Un déficit démocratique lié à l’hégémonie de l’anglais
Ces défenseurs d’une langue européenne commune souhaitent surmonter les barrières linguistiques et améliorer la communication et la compréhension mutuelle entre les citoyens européens. « Nous pensons que l’Union européenne fonctionne mal du point de vue démocratique notamment parce qu’il y a un problème de langues. Les citoyens de chaque pays ont une langue personnelle et n’arrivent pas à communiquer entre eux », regrette-t-il. Pour EDE l’argumentaire de l’indispensable unité de l’Union européenne s’érode en raison d’un manque de clarté de la part des institutions dans leur communication, qui résulte sur une crise de confiance générale des citoyens européens.
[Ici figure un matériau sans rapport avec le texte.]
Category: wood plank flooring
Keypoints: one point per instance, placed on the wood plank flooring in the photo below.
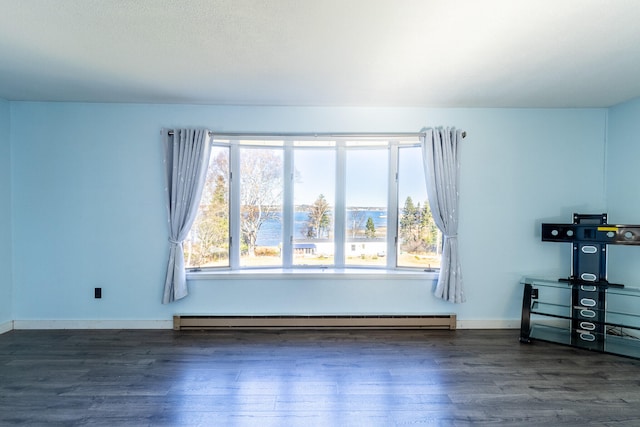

Dans leur viseur, l’anglais, langue la plus usitée au sein des instances bien qu’elle ne soit langue officielle que de deux pays membres seulement (Irlande et Malte) depuis le Brexit. « On entend de grands discours sur l’importance de la cohésion européenne, le vivre-ensemble, mais aujourd’hui l’UE n’est qu’un conglomérat de pays aux caractéristiques singulières, aux langues différentes, gouverné par une espèce de chapeau qui tente de rassembler, dénonce Pierre Dieumegard. L’élite anglophone qui nous gouverne ne communique pas avec les citoyens, il y a une coupure avec les gens qui nous gouvernent. Cela pourrait mieux fonctionner avec une meilleure circulation de l’information et une meilleure traduction des documents de l’Union européenne publiées uniquement en anglais. Dans ces conditions, difficile d’avoir un débat démocratique ».
« Nous avons la solution à un problème qui n’est pas reconnu »
Ce déficit démocratique dû « au manque de coordination d’ensemble » pointé par EDE expose à la division une Union européenne déjà fragilisée et mise au défi par la succession de crises ces dernières années. Et si en coulisse les membres de la liste Espéranto assurent échanger autour des événements récents qui secouent l’UE, le parti n’a pas vocation à fournir des propositions directes sur les dossiers chauds comme la guerre en Ukraine ou l’immigration. La promotion d’une langue européenne commune reste la principale revendication dans une campagne marquée par des sujets bien plus clivants et polémiques. « Il est vrai que nous avons la solution à un problème qui n’est pas reconnu », concède le second de la liste EDE. Et difficile de rendre essentiel ce combat quand le premier défi est déjà de faire connaitre l’espéranto à un large public. Le tout en composant avec la réalité économique d’une campagne électorale. EDE dispose d’un peu plus de 100.000 euros issus de donations et cotisations de membres et sympathisants. D’ailleurs le nombre d’affiches est limité et seuls quelques départements verront des circulaires. « On manque de moyens pour tout le territoire », reconnait le parti qui qualifie sa liste d’un « peu trop exotique » pour bénéficier d’un coup de projecteur de la presse, plus intéressée par le grand spectacle sur plateaux télé offerts par les principaux partis en lice.
Condamné à la débrouillardise pour faire campagne, EDE aura tout de même l’objectif de faire mieux que les 18 500 voix récoltés en 2019. On l’aura donc bien compris il faudra encore attendre un moment avant d’entendre l’espéranto au Parlement européen.